Ed Meek grew up in Western Michigan prior to getting into a serious car accident April 4, 1989. After his accident Ed spent two weeks admitted to Butterworth Hospital in Grand Rapids, Michigan. Ed spent another two weeks at Mary Free Bed Hospital in Grand Rapids, Michigan where he underwent substantial rehabilitation therapy for the traumatic brain injury and leg injuries that he sustained as a result of his accident. After his release from the hospital Ed underwent another six months of outpatient rehabilitation therapy. During this time Ed worked hard to reconstruct his life prior to the accident and ended up graduating with his class at Hudsonville High School in June of 1989.
Ed struggled with physical and mental limitations from his accident and subsequent traumatic brain injury for several years after his accident. But during this time he continued to pursue his dream of one day being the first in his family to earn his college degree.
In August of 1998 Ed graduated from Embry-Riddle Aeronautical University in Prescott, Arizona with a Bachelor’s degree in Electrical Engineering with the minor topics of study of Computer Science and Mathematics. In 2007 Ed took his education a step further and graduated from Embry-Riddle Aeronautical University World Wide Campus with a Masters degree in Aeronautical Science with a Specialization in Space Studies. For his Masters degree Ed not only graduated Sumo Cum Laude (4.0 Grade Point Average), but he was also awarded a research grant from Embry-Riddle to assist with his Masters Thesis which was entitled “An Analysis and Comparison of Orbit Rendezvous Techniques for Spacecraft Flying in Low Earth Orbit”.
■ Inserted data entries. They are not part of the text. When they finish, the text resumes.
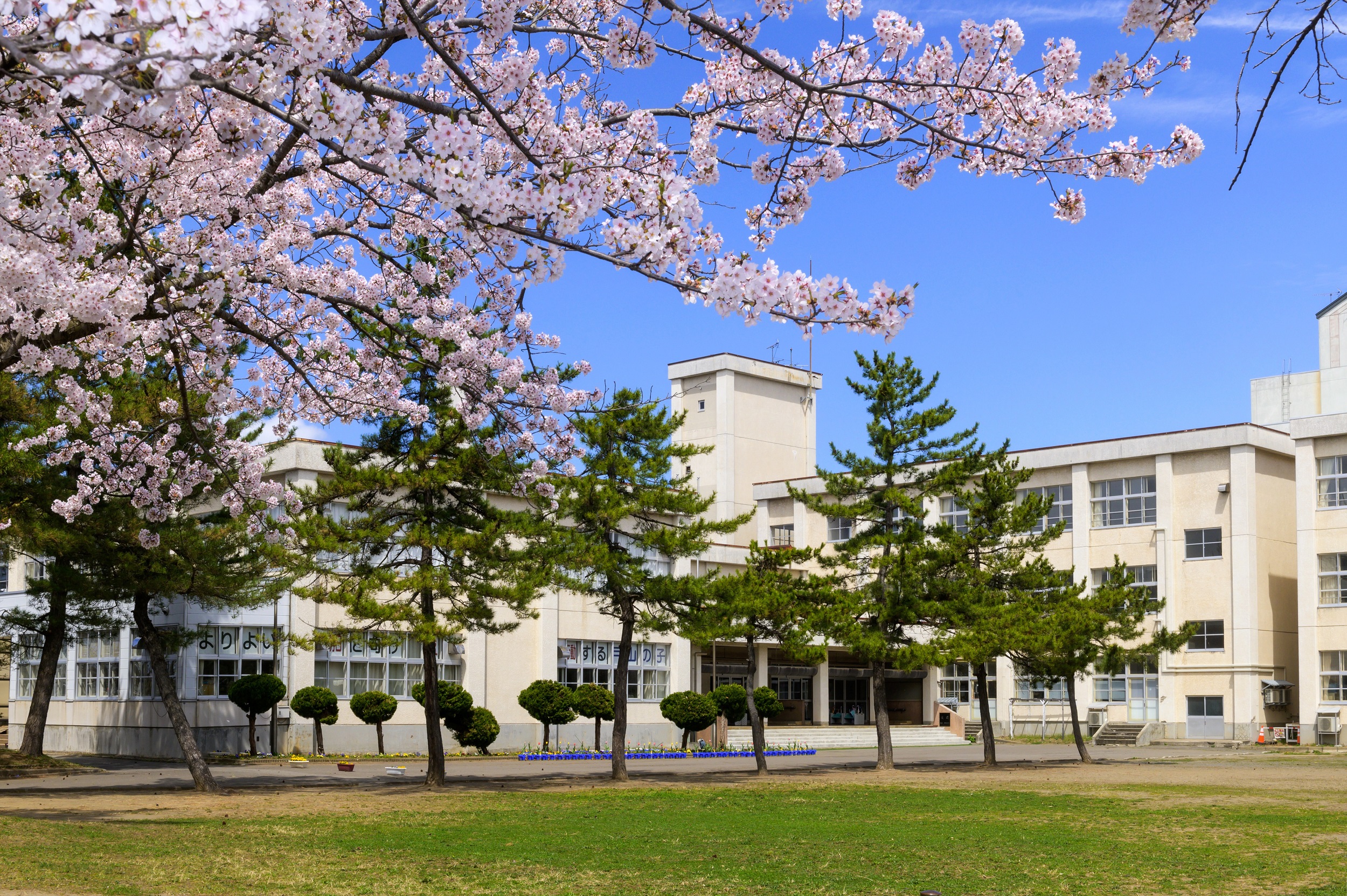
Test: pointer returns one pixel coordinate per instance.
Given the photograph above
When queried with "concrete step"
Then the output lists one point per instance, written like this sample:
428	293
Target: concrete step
849	736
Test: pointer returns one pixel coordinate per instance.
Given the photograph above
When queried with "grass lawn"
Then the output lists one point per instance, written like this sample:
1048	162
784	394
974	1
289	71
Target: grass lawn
787	836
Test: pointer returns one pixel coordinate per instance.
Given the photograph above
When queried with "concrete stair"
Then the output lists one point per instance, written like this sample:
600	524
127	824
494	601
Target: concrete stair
1119	735
846	736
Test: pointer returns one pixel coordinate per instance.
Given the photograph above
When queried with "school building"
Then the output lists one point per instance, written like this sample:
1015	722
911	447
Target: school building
1241	529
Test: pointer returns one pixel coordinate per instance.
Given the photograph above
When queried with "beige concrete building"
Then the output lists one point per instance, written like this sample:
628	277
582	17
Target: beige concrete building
1229	525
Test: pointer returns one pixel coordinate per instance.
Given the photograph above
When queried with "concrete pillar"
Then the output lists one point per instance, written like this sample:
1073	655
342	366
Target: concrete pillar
1307	598
821	694
1244	592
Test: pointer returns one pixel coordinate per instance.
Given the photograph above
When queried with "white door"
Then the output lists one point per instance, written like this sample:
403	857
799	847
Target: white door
1206	717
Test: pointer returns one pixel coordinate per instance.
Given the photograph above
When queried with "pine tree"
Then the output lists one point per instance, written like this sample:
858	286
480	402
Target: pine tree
877	609
1060	633
980	562
767	601
411	533
626	511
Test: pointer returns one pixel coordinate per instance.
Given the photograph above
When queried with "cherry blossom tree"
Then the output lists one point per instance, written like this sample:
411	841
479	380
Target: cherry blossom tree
260	193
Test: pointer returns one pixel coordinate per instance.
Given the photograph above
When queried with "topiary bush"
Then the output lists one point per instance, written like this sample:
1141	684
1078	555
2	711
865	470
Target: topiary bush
594	703
481	733
375	708
689	711
320	705
456	704
256	694
732	700
548	703
767	703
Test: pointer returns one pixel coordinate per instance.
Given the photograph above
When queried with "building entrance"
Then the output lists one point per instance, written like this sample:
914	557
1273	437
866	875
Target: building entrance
1206	717
849	701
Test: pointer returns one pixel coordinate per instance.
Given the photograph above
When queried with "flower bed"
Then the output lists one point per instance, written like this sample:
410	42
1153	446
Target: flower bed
666	755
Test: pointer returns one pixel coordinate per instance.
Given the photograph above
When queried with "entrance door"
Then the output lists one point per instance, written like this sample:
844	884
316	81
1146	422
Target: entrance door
1206	717
904	701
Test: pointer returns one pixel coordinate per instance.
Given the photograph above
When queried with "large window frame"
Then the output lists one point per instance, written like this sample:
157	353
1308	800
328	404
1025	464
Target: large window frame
1332	677
228	652
99	665
1120	503
1331	482
954	514
1144	579
1060	510
1332	580
141	677
1202	545
379	661
1210	636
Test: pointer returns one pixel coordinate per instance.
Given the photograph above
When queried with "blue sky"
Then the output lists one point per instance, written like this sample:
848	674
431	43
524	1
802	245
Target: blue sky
1149	316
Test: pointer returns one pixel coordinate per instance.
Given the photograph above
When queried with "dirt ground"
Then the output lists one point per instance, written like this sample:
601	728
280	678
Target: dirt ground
1225	776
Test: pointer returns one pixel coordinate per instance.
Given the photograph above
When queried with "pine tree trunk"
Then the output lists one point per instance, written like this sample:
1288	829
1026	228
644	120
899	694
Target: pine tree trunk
1075	720
755	720
989	739
619	744
201	775
434	740
36	730
880	689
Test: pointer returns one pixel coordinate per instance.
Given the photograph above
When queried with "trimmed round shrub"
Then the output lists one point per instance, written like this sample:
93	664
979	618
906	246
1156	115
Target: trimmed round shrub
320	705
481	733
732	700
690	711
256	694
548	703
456	704
767	703
375	708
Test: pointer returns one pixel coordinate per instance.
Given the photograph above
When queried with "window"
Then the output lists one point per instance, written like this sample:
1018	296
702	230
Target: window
960	681
1137	686
1332	579
596	662
954	514
849	701
1122	502
1143	577
586	663
34	572
228	652
1040	690
98	665
1060	510
27	655
1332	482
839	529
1200	545
388	662
142	677
1332	677
1211	636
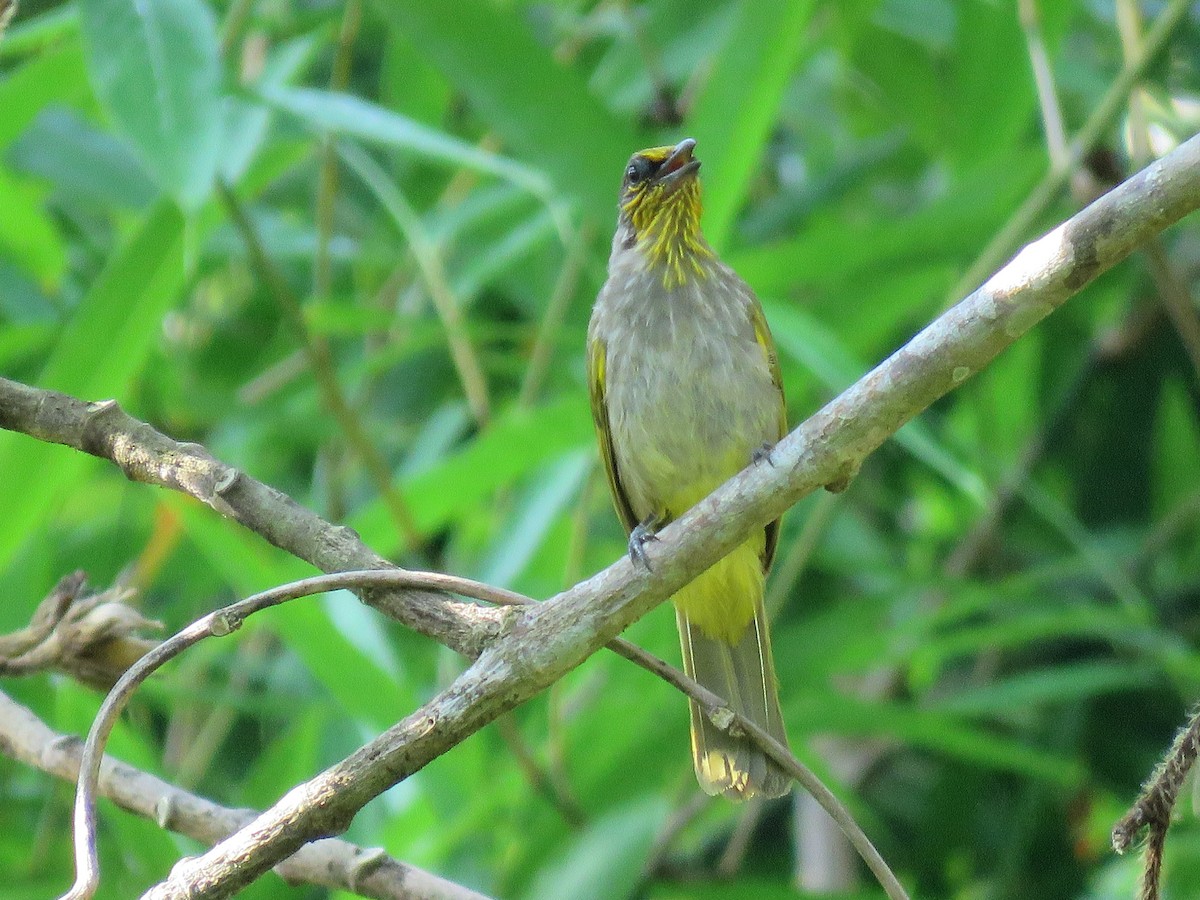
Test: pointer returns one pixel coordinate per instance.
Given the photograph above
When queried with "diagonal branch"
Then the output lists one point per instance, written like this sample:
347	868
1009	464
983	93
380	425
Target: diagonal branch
149	456
333	863
544	642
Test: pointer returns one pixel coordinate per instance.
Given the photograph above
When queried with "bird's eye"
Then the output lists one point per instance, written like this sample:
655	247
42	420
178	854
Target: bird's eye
640	169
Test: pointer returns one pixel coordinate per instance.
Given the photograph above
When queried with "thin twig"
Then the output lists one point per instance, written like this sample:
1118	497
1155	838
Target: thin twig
429	261
1054	181
532	649
552	319
327	180
321	360
1152	811
331	863
219	624
7	10
1043	78
229	618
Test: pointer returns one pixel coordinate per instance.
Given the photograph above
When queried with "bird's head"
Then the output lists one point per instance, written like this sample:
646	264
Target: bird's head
660	210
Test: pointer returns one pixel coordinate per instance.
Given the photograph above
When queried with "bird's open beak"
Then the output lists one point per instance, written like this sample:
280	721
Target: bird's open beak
681	163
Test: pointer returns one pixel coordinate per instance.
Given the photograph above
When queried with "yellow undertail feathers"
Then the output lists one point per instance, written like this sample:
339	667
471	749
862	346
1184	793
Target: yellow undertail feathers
685	388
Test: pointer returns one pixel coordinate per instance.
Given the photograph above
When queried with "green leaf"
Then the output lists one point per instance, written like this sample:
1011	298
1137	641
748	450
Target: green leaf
28	233
606	859
581	145
738	106
519	442
100	351
53	77
156	69
346	114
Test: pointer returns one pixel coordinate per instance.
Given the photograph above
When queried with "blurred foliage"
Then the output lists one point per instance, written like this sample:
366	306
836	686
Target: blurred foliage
984	643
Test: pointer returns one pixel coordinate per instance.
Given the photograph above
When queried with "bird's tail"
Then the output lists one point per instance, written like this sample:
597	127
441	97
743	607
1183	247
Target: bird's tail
743	673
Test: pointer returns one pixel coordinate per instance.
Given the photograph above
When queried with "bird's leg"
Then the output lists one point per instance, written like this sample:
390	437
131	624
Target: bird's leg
641	535
762	454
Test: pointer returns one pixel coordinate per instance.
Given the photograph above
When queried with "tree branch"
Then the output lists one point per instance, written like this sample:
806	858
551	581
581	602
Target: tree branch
149	456
331	863
528	651
544	642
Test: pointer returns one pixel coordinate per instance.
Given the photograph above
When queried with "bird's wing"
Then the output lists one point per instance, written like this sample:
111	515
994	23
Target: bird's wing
597	373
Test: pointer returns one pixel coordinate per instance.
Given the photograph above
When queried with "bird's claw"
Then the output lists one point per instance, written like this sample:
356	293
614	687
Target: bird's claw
762	454
639	538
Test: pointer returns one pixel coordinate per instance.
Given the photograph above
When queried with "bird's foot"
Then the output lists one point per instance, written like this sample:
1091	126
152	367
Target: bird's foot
762	454
639	538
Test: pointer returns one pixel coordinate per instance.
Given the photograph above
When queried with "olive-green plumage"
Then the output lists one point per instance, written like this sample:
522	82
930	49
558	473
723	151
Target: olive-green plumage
685	390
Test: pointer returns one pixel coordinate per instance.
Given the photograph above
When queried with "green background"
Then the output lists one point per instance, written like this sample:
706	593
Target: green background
984	645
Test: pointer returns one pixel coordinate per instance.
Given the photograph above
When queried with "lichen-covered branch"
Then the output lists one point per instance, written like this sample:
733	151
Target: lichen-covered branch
546	641
329	863
149	456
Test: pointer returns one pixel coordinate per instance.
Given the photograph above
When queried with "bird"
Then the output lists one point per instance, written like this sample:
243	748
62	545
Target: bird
685	391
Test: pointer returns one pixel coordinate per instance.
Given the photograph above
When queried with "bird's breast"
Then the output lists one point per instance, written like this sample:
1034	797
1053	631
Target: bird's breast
688	387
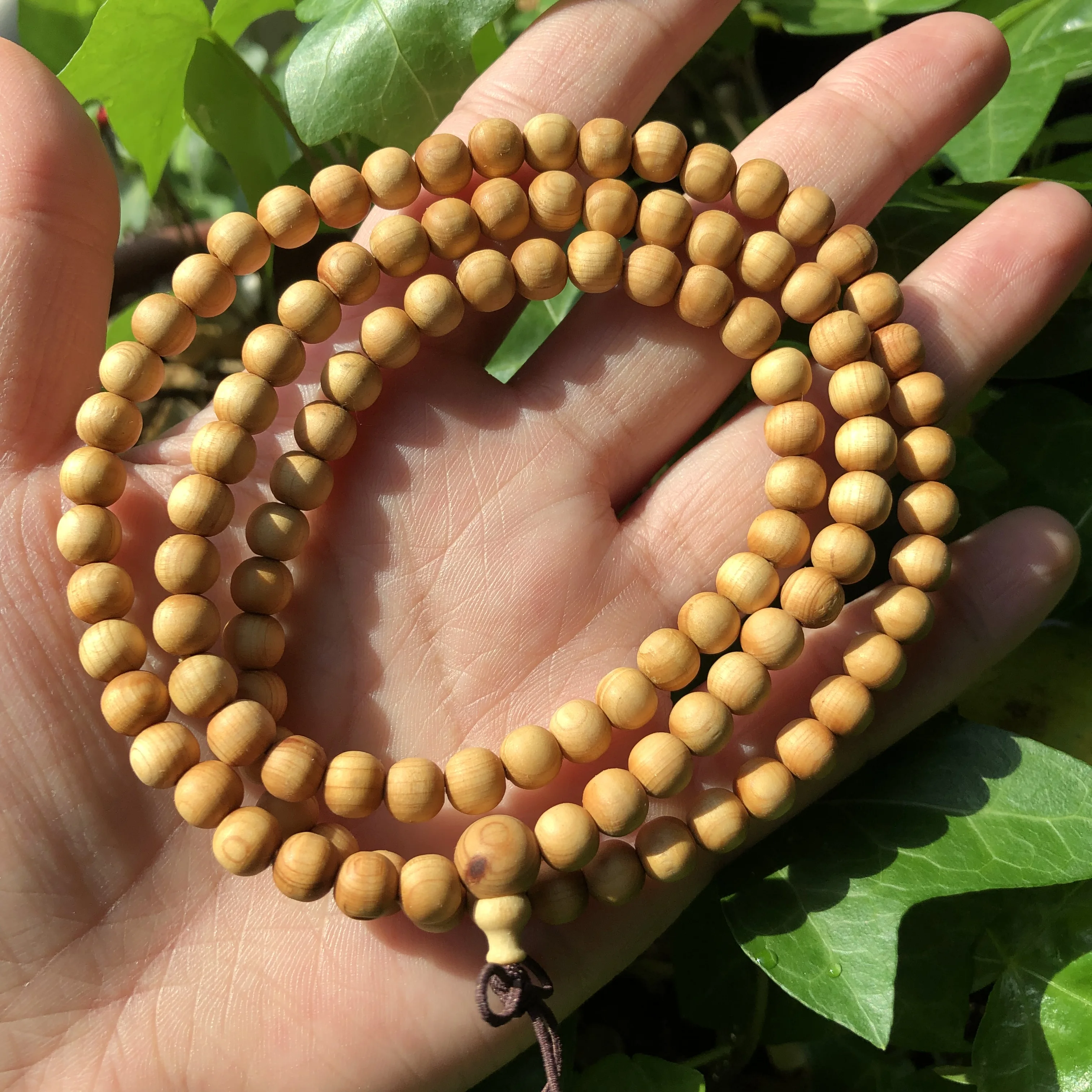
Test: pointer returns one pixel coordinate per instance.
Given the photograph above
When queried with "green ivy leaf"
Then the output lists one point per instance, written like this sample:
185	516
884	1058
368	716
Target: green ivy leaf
134	61
388	69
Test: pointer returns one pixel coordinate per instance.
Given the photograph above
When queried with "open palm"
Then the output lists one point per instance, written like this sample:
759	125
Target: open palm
468	576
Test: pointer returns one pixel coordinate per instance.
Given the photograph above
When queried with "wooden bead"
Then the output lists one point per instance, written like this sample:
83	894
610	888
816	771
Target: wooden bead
662	763
928	508
201	685
568	838
702	722
844	705
664	219
208	793
918	400
766	259
595	261
325	430
610	207
922	562
163	324
850	253
289	216
452	229
806	748
710	621
531	757
367	887
430	893
239	242
352	380
741	682
555	200
306	866
616	801
133	701
486	280
434	305
187	565
718	820
627	697
651	274
341	196
541	269
810	293
766	788
861	498
205	284
774	637
708	173
110	648
163	753
393	178
274	355
751	329
780	537
616	875
109	422
844	551
806	217
246	840
550	142
794	428
582	730
100	591
904	613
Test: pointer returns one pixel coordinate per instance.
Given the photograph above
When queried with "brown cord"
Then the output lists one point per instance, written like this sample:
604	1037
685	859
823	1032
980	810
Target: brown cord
519	993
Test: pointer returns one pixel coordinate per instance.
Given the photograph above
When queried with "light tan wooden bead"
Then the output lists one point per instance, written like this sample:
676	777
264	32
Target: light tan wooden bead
651	276
201	685
100	591
205	284
486	280
163	753
207	793
568	838
289	216
325	430
541	269
844	705
718	820
341	196
806	748
741	682
844	551
806	217
200	505
810	293
850	253
134	700
766	259
861	498
393	178
759	188
165	325
595	261
794	428
751	329
904	613
928	508
780	537
367	887
239	242
766	788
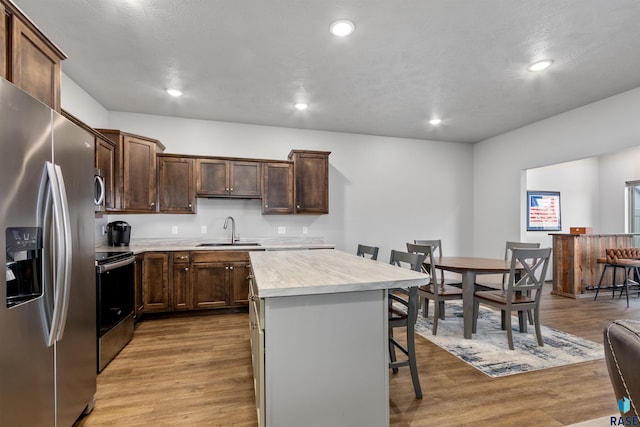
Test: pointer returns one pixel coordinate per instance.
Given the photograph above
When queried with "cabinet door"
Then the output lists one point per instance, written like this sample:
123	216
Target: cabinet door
212	177
4	42
311	182
210	285
239	286
176	185
138	292
277	188
106	162
139	175
35	67
155	282
181	287
245	179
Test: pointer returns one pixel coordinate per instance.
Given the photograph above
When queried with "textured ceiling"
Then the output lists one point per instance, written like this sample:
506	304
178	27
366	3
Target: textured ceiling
249	61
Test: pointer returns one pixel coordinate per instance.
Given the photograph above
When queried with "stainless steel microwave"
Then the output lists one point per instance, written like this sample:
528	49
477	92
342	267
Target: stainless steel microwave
98	191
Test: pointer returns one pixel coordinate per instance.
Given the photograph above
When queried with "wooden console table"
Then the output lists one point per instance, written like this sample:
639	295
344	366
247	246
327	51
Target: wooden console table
575	259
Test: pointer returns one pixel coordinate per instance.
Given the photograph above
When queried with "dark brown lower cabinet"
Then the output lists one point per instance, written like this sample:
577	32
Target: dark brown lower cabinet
155	279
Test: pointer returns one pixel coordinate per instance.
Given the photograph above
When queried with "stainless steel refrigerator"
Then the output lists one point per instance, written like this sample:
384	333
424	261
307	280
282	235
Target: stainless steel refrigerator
48	296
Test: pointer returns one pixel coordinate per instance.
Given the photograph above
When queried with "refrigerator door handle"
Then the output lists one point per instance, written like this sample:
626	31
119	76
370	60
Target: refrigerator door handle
59	250
67	255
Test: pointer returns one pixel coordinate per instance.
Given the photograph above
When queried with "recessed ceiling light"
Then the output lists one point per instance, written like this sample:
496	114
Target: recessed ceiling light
174	92
540	65
342	28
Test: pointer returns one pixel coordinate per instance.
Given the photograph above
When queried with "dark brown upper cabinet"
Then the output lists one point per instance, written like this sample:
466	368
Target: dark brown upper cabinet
136	180
219	177
277	188
176	184
311	188
28	58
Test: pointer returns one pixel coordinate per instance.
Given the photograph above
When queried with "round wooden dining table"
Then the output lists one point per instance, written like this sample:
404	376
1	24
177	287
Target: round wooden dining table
469	268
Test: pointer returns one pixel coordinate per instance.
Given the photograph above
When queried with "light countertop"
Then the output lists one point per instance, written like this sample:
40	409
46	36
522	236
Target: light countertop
289	273
191	244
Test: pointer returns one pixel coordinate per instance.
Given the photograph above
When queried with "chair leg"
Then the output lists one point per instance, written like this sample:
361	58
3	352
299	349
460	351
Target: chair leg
413	367
392	350
507	321
476	310
536	315
436	316
600	282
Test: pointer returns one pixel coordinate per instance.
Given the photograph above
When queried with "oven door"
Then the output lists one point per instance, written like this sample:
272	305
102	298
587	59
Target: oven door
114	294
98	191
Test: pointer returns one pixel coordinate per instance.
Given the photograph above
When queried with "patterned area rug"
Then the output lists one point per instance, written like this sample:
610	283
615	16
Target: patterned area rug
489	352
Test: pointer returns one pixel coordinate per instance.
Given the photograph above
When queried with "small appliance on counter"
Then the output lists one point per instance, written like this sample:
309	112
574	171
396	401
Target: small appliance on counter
118	233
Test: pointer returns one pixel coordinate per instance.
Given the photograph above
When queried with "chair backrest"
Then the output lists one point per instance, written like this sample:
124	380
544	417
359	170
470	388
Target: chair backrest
427	251
528	272
364	250
435	244
436	250
511	245
414	261
507	254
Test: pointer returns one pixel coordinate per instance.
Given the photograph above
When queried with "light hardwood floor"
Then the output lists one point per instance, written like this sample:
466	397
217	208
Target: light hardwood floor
196	371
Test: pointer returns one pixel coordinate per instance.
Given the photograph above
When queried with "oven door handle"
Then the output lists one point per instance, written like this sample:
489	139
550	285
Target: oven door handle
113	265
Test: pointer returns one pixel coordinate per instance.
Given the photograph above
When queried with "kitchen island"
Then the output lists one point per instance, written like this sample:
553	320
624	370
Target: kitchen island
318	322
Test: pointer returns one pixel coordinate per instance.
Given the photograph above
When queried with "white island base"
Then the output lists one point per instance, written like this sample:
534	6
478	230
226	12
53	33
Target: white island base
320	353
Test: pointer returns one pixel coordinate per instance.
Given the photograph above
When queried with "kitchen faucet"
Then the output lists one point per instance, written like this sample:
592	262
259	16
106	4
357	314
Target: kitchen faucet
233	228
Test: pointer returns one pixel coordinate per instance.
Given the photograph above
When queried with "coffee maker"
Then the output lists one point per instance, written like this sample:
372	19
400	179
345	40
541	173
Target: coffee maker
118	233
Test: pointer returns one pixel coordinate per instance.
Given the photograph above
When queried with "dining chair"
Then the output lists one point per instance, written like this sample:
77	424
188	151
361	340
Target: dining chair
523	290
403	312
436	291
436	244
628	260
487	286
368	251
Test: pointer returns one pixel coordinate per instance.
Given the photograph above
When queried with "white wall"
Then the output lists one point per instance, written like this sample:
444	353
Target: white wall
578	184
78	102
606	126
382	191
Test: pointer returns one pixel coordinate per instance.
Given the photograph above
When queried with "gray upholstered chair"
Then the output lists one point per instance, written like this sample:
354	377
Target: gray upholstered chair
368	251
403	312
523	289
622	352
436	291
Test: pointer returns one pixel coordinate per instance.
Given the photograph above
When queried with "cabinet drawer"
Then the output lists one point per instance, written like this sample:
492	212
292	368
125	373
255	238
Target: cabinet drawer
181	257
220	256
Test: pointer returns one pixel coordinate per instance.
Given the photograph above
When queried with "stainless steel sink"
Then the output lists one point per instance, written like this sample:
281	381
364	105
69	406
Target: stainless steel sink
231	244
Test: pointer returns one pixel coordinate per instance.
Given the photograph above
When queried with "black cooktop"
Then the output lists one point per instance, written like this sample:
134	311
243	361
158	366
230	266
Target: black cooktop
111	256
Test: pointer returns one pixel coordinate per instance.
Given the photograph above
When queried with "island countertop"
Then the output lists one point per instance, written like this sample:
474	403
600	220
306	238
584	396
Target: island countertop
323	271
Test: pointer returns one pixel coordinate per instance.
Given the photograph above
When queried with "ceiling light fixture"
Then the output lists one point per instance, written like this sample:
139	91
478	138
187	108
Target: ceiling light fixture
540	65
342	28
174	92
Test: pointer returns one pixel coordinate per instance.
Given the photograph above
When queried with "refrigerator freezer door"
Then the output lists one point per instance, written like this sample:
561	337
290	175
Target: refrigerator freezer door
26	362
76	350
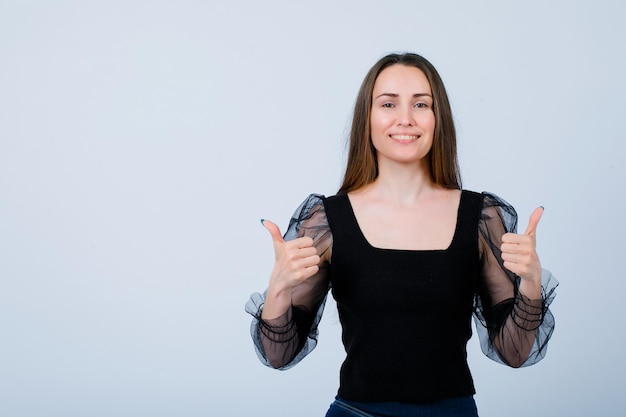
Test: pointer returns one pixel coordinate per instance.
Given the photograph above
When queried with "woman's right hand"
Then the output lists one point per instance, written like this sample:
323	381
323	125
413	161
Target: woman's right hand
295	261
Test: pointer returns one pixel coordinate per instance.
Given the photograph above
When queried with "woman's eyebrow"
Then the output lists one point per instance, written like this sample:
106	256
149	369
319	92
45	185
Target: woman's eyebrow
397	95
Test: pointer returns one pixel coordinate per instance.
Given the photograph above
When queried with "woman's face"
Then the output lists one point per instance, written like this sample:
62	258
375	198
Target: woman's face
402	122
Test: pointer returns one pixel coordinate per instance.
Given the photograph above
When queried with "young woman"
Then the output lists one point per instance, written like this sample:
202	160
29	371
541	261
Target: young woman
409	257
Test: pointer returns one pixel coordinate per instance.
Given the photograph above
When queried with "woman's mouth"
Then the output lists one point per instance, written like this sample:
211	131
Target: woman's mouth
404	138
Today, Ed lives with his wife and two sons in Fairmont, West Virginia where he is employed by NASA (TASC contractor) working on Verification and Validation for Human Space Flight. Ed is a living testament that you can have triumphs after extreme tragedy.
In this thesis three methods for solving Lambert’s orbit rendezvous problem are compared. Methods that use the relative states between vehicles to calculate Lambert transfers are the easiest methods to use. But these methods are only applicable in certain scenarios.